RIO - Na maioria das escolas públicas brasileiras, para passar de ano, os alunos têm que rezar. Literalmente. Levantamento feito pelo portal Qedu.org.br a partir de dados do questionário da Prova Brasil 2011, do Ministério da Educação, mostra que em 51% dos colégios há o costume de se fazer orações ou cantar músicas religiosas. Apesar de contrariar a Lei de Diretrizes e Bases (LDB), segundo a qual o ensino religioso é facultativo, 49% dos diretores entrevistados admitiram que a presença nas aulas dessa disciplina é obrigatória. Para completar, em 79% das escolas não há atividades alternativas para estudantes que não queiram assistir às aulas.

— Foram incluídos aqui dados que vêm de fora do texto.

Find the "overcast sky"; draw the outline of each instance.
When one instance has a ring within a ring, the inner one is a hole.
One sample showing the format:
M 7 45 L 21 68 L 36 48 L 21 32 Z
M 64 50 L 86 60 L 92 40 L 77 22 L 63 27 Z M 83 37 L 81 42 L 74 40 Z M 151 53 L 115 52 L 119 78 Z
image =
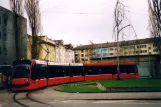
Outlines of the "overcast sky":
M 120 0 L 127 7 L 127 16 L 138 38 L 148 38 L 147 0 Z M 43 35 L 63 39 L 74 45 L 115 41 L 112 37 L 113 12 L 116 0 L 41 0 Z M 9 0 L 0 0 L 9 9 Z M 132 29 L 126 30 L 133 39 Z

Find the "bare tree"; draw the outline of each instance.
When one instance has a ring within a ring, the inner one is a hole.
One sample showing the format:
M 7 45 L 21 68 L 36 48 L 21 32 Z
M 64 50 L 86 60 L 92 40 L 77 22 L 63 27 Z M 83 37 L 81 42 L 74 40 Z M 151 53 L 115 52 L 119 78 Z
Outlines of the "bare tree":
M 156 77 L 159 77 L 160 60 L 161 60 L 161 0 L 147 0 L 149 6 L 149 30 L 153 38 L 153 43 L 156 46 L 159 56 L 157 59 L 158 72 Z
M 119 0 L 116 2 L 115 10 L 114 10 L 114 27 L 113 27 L 113 34 L 115 35 L 116 42 L 117 42 L 117 74 L 118 78 L 120 79 L 120 68 L 119 68 L 119 53 L 120 53 L 120 44 L 119 38 L 124 38 L 125 33 L 123 32 L 125 28 L 131 27 L 135 33 L 134 27 L 128 22 L 128 24 L 124 24 L 125 20 L 128 20 L 125 13 L 125 5 L 121 3 Z M 136 33 L 135 33 L 135 36 Z
M 21 16 L 23 15 L 23 0 L 10 0 L 10 7 L 14 13 L 14 30 L 15 30 L 15 45 L 16 45 L 16 59 L 20 59 L 20 33 L 22 30 Z
M 36 59 L 39 52 L 38 35 L 40 35 L 41 27 L 39 0 L 25 0 L 25 9 L 29 18 L 29 25 L 32 32 L 31 55 L 32 59 Z

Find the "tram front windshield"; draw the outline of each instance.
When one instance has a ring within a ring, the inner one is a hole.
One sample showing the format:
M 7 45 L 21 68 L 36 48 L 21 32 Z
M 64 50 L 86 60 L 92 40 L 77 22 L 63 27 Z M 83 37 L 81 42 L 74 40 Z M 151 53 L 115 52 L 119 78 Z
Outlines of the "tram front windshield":
M 20 64 L 13 67 L 13 78 L 29 78 L 30 65 Z

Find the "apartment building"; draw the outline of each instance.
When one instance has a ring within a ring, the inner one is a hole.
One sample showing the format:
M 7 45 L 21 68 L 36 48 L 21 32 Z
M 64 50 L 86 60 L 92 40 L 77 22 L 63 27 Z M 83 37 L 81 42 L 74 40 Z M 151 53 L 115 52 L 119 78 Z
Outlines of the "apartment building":
M 91 50 L 91 56 L 85 55 L 88 52 L 87 50 Z M 116 42 L 94 44 L 93 46 L 81 45 L 75 47 L 74 51 L 75 61 L 78 63 L 117 61 Z M 121 41 L 119 42 L 118 55 L 120 57 L 120 61 L 136 62 L 141 77 L 154 75 L 153 73 L 156 71 L 156 68 L 160 66 L 156 61 L 158 50 L 153 44 L 152 38 Z M 88 60 L 84 61 L 83 59 Z
M 84 63 L 90 62 L 93 54 L 93 45 L 81 45 L 74 48 L 75 62 Z
M 19 16 L 19 59 L 27 58 L 27 19 Z M 0 64 L 16 60 L 14 13 L 0 6 Z
M 91 48 L 92 47 L 92 48 Z M 90 53 L 89 53 L 90 50 Z M 117 56 L 116 42 L 91 45 L 81 45 L 74 48 L 76 62 L 100 60 Z M 90 54 L 90 56 L 88 55 Z M 119 56 L 157 55 L 158 50 L 151 38 L 119 42 Z M 85 59 L 85 60 L 84 60 Z
M 72 44 L 66 44 L 64 46 L 66 48 L 65 63 L 75 63 Z
M 74 63 L 74 51 L 71 44 L 64 45 L 63 40 L 54 40 L 56 43 L 56 62 Z

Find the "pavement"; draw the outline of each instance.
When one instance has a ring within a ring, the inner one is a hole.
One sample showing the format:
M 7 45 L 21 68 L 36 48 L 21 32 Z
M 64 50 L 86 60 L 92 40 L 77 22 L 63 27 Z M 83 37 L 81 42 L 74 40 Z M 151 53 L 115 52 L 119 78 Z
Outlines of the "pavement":
M 29 94 L 39 101 L 53 100 L 161 100 L 161 92 L 128 92 L 128 93 L 66 93 L 47 87 Z

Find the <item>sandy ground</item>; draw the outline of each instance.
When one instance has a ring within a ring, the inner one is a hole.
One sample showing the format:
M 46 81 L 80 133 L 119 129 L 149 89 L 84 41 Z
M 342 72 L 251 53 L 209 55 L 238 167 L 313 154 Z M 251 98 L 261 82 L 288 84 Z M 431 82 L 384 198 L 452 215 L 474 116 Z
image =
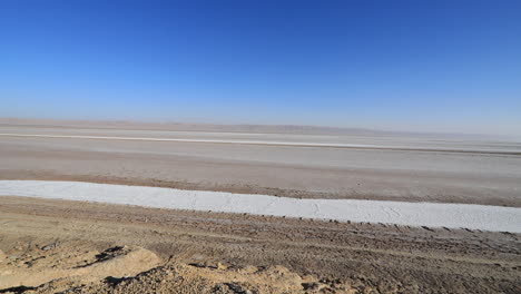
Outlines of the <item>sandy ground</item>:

A., de 13 anos, estuda numa escola municipal em São João de Meriti em que o ensino religioso é confessional, e a presença nas aulas, obrigatória. Praticante de candomblé, ela diz sofrer discriminação por parte de três professoras evangélicas, que tentam convertê-la. Com medo de retaliações, a menina pede que nem seu nome nem o de seu colégio sejam identificados. Ela relata que é obrigada não só a frequentar as aulas, como também a fazer orações.

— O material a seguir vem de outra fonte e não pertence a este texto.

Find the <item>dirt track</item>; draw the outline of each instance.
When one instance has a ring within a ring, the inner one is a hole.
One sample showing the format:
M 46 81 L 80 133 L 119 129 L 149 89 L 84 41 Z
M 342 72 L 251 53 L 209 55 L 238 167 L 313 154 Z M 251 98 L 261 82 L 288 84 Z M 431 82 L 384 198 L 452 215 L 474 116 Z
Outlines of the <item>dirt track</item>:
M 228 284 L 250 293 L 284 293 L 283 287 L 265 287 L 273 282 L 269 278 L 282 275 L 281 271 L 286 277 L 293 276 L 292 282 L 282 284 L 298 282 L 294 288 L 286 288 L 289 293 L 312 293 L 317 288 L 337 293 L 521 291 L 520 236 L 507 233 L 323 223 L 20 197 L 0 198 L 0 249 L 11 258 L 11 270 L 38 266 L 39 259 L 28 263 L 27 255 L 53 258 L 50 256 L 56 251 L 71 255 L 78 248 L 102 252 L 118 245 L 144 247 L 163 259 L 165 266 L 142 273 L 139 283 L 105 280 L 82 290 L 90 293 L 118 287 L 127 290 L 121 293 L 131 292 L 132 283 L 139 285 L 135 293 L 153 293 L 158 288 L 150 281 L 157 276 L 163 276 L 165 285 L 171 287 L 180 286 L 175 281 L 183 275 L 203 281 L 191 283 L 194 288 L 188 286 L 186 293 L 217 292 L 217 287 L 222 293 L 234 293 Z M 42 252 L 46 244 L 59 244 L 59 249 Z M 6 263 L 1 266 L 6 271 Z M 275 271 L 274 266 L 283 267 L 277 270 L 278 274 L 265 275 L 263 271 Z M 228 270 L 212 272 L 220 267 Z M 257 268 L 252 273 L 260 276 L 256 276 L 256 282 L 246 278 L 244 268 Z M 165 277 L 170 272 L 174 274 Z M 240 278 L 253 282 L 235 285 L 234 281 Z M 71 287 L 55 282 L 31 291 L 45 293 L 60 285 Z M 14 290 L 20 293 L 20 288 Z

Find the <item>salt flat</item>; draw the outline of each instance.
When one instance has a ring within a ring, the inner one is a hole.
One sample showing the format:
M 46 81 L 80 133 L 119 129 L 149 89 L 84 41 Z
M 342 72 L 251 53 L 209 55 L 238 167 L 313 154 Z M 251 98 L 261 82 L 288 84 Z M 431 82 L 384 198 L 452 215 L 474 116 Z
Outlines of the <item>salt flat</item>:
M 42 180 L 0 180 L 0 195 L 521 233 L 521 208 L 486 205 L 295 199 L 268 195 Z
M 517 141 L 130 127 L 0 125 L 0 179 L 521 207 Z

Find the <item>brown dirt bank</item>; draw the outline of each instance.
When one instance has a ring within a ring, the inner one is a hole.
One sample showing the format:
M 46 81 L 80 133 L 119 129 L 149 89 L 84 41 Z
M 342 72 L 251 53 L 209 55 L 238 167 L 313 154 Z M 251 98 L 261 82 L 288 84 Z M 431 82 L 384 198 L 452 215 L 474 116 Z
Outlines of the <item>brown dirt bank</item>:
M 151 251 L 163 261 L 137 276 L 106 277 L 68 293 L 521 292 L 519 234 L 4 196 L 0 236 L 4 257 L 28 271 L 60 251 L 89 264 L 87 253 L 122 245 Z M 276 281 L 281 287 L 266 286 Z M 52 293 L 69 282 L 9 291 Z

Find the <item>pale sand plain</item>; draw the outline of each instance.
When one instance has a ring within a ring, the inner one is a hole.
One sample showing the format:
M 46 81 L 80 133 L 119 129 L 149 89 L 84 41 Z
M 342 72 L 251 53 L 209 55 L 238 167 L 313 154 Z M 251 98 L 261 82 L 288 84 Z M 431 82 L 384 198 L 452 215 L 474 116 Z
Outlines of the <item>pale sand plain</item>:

— A professora manda eu rezar “Ó pai bondoso, livra-nos de todo espírito do mal, para quem é da macumba entrar para a igreja”, porque eu sou do candomblé. Se eu não repetir a oração, ela me manda para a sala da direção. E a diretora diz que a professora tem que ensinar o que ela acha que está certo. Não posso faltar, senão, ela disse que vou ser reprovada — conta a aluna do 5º ano do ensino fundamental.
A. recorda o constrangimento por que passou uma amiga sua candomblecista em 2012. Como parte de um ritual de iniciação na religião, a menina havia raspado o cabelo e tinha que usar vestes brancas durante um período:
— Quando a professora viu, rezou “tira todo o capeta do corpo dessa menina, que ela tem que ir para a igreja”. Depois disso, minha amiga trocou de colégio. Quando eu fizer o santo (ritual de iniciação), nem vou poder ir à escola.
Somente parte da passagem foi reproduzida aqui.